Klawe disagreed immediately, and pointed out that she felt she hadn’t negotiated her pay in some positions and felt underpaid compared to male counterparts. And then she offered some actual advice- about doing research about pay for your position, and find someone you trust and roleplay the scenario until you’re comfortable.
So why did Nadella get it so wrong? Privilege. While he did later acknowledge the gap in pay that men and women make, he lives in a world where he can indeed trust the system. He can put in his work and have faith that his work would be recognized and he would receive fair raises accordingly.
To him, his answer made perfect sense- because it’s what he knows. I’m not excusing it. On the contrary. I think it was a sexist comment, and irresponsible of him to speak at a conference for women when this question made it clear that he hasn’t listened to women discuss their perspective on the issues. It’s one thing to acknowledge that there’s a gap in pay, it’s another to have listened to women discuss being steamrolled or labeled as being “difficult” or “greedy” when they’ve tried to ask for raises.
Because there is an incredible double standard in how men and women are treated in the workforce. A man and a woman could react the same way, but the man’s assertiveness in a woman could be read as being domineering. A man’s to the point, where the woman’s bitchy. The man know’s what he wants, and the woman’s labeled as power hungry.
So if a woman asked for a raise, they could be labeled as not being a team player for pointing out that they’re carrying their department.

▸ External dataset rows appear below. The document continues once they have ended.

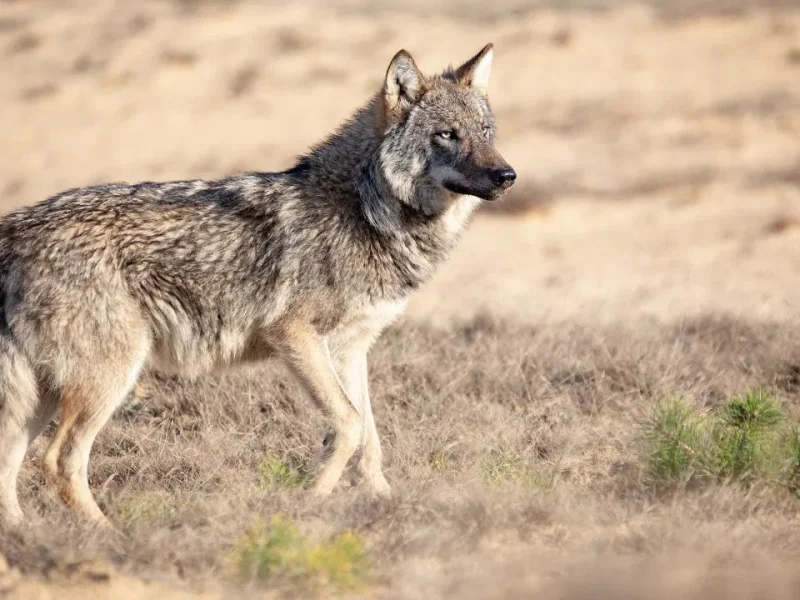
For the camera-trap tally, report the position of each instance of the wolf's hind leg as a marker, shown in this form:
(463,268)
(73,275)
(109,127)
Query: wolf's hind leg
(24,412)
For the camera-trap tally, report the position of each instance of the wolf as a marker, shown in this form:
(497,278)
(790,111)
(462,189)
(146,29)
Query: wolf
(307,265)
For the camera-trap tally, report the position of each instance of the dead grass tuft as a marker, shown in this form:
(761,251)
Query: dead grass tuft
(503,440)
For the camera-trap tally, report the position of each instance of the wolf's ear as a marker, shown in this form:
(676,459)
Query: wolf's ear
(404,84)
(476,71)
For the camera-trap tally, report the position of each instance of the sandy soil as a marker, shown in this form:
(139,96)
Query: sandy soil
(660,155)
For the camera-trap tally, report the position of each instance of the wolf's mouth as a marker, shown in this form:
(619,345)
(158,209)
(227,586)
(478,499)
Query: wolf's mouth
(482,193)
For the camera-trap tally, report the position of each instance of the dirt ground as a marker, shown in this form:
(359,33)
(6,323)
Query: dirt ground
(651,247)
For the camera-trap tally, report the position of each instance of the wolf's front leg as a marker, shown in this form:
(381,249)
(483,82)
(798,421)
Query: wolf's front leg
(351,363)
(307,355)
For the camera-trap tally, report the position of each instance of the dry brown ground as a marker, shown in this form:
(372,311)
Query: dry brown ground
(653,250)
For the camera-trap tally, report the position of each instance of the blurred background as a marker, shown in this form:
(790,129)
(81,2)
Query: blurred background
(656,141)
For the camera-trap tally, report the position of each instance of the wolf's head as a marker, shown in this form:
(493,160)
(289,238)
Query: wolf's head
(438,134)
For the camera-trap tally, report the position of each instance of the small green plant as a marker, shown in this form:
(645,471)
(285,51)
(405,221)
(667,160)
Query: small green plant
(275,472)
(505,464)
(748,439)
(673,437)
(745,435)
(146,507)
(278,553)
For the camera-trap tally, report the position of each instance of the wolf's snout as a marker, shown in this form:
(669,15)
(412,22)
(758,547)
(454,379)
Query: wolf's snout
(503,177)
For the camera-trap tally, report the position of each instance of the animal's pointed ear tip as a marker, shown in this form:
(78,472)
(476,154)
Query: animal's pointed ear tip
(402,54)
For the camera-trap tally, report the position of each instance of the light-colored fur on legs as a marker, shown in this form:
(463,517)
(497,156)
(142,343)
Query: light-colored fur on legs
(86,406)
(22,418)
(352,366)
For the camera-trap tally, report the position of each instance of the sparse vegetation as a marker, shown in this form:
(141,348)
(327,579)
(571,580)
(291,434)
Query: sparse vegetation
(275,472)
(278,554)
(748,440)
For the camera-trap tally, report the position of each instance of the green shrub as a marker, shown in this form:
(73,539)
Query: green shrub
(749,439)
(279,554)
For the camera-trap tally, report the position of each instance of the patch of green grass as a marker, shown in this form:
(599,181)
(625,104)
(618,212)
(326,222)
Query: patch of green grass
(673,438)
(279,554)
(275,472)
(749,439)
(506,465)
(147,507)
(745,436)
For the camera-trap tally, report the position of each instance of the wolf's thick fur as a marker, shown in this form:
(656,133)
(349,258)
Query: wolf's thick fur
(308,264)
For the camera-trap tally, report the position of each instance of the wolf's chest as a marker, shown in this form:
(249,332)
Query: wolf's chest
(363,322)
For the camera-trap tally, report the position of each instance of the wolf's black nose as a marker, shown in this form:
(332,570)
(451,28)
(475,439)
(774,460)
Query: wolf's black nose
(503,176)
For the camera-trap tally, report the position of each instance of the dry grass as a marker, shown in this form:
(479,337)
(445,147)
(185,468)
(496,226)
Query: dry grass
(512,449)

Or conversely, if their concerns do come out, they could have their fears completely dismissed and then being labeled spineless. Those are all examples that I heard from friends, and yes, I was asked “if I had a spine or not” when I admitted I’d been nervous to point out that the work I was doing was worth more than what I was paid.
And those labels stick. Much like the “you look tired” comment that even the Doctor (in Doctor Who) used to destroy Harriet Jones’s career as Prime Minister. Even if the Doctor was right that her actions were wrong, the path he chose to destroy her was deeply rooted in our gender inequalities. A man in a leadership role (political or business) can be tired, and we won’t question his capability. But with a woman, we wonder if the role was simply too much for them.

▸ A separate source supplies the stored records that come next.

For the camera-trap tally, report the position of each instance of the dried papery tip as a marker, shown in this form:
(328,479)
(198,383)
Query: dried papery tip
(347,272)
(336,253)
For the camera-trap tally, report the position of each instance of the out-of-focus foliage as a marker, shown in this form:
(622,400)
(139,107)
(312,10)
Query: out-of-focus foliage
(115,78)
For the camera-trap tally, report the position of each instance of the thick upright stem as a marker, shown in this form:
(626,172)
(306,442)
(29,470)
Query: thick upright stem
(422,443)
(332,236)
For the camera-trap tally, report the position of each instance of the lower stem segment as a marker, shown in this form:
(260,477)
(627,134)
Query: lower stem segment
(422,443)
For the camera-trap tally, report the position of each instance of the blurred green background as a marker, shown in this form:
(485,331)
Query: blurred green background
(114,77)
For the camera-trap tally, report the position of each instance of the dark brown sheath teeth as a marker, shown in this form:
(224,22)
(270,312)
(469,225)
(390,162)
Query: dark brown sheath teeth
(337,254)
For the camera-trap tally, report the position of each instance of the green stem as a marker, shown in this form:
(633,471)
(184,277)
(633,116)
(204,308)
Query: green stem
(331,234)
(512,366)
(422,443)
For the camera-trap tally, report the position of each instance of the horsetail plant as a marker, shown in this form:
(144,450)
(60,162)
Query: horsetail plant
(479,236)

That single question to Nadella proved how important it is that people with privilege understand what privilege is. Because if you have it? You start out being unaware of it. It isn’t until you listen to the people who do have societal labels that hold them back- race, gender, sexuality… that you can see what’s going on. And actually understand what you’re being asked.
So my advice? Listen. If you have any doubt that you’re not understanding the full extent of what’s being asked – ask for clarification. Listen and ask questions, two actions that we should all take to heart.